A new book on the Kaohsiung Incident claims that a man with an organized crime background was instructed to attack Formosa Magazine’s office in Kaohsiung several times before the incident.
The Kaohsiung Incident, also known as the Formosa Incident, refers to a police crackdown, under the then-Chinese Nationalist Party (KMT) regime, on a rally held by Formosa Magazine and opposition politicians on Dec. 10, 1979, to mark Human Rights Day.
The book on the incident, as well as the events leading up to it and its aftermath, was released on Saturday by Academia Historica and the National Human Rights Museum.
Photo: CNA
It claims that a restaurant owner, who was also known to be a gangster, was directed by the Taiwan Garrison Command to attack the magazine, which had been challenging the-KMT government and calling on it to lift martial law.
Tai Chung-ching (戴崇慶) allegedly carried out the attacks before the incident, but was later targeted by authorities in a national security crackdown, the book says.
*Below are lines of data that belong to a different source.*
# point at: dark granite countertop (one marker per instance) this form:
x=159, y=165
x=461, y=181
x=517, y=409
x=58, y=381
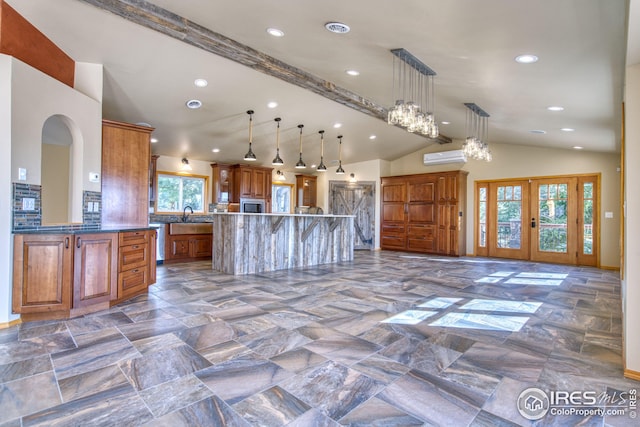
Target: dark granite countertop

Academia Historica president Chen Yi-shen (陳儀深) told a book launch event that Tai’s story reveals the ferocity of the confrontation between the KMT and the opposition ahead of the incident.
The book partly draws information from petitions filed by Tai in March 1983 with the National Security Bureau and the Taiwan Garrison Command to protest his treatment following the incident.
Chen writes in the book’s preface that Tai acted on behalf of the Taiwan Garrison Command, a secret police and national security body that suppressed dissent across Taiwan until its dissolution in August 1992.
Nevertheless, Tai was targeted by the authorities, which led him to file the petitions, Chen wrote.
Tai described himself as a patriot who always worked for the good of the country and society, the book says, citing his petitions.
Chen said the book’s description of the garrison’s operations at the time of the incident serves as an autopsy of the state apparatus during Taiwan’s authoritarian era.
The book’s eight volumes describe the investigations into and monitoring of Formosa Magazine, the arrests and court hearings of political victims, and the government’s actions in the incident’s aftermath, he said.
Chen said he looks forward to the release of historical documents by Academia Historica on other prominent cases, including the murder of democracy advocate Lin I-hsiung’s (林義雄) mother and twin daughters.
On Feb. 28, 1980, an unidentified person broke into Lin’s residence and attacked his mother and seven-year-old twin daughters. Lin was in detention at the time for his involvement in the Kaohsiung Incident, and his wife was visiting him. The case remains unsolved.
Among those arrested during the crackdown were Annette Lu (呂秀蓮), who served as vice president from 2000 to 2008; the magazine’s founder, Huang Hsin-chieh (黃信介), who chaired the Democratic Progressive Party (DPP) from 1988 to 1992; and Shih Ming-te (施明德), who chaired the DPP from 1994 to 1996.
Academia Historica previously released a 29-volume document on the 228 Incident, which refers to protesters being shot by security personnel on Feb. 28, 1947, at the Governor-General’s Office in Taipei (now the Executive Yuan).
The protesters were demanding the arrest of those responsible for the indiscriminate killing the previous day of a bystander in an angry crowd outside the Tianma Tea House (天馬茶房) on Nanjing W Road in Taipei.
The events escalated into a series of protests against the KMT regime, resulting in a violent crackdown that left an estimated 5,000 to 28,000 dead.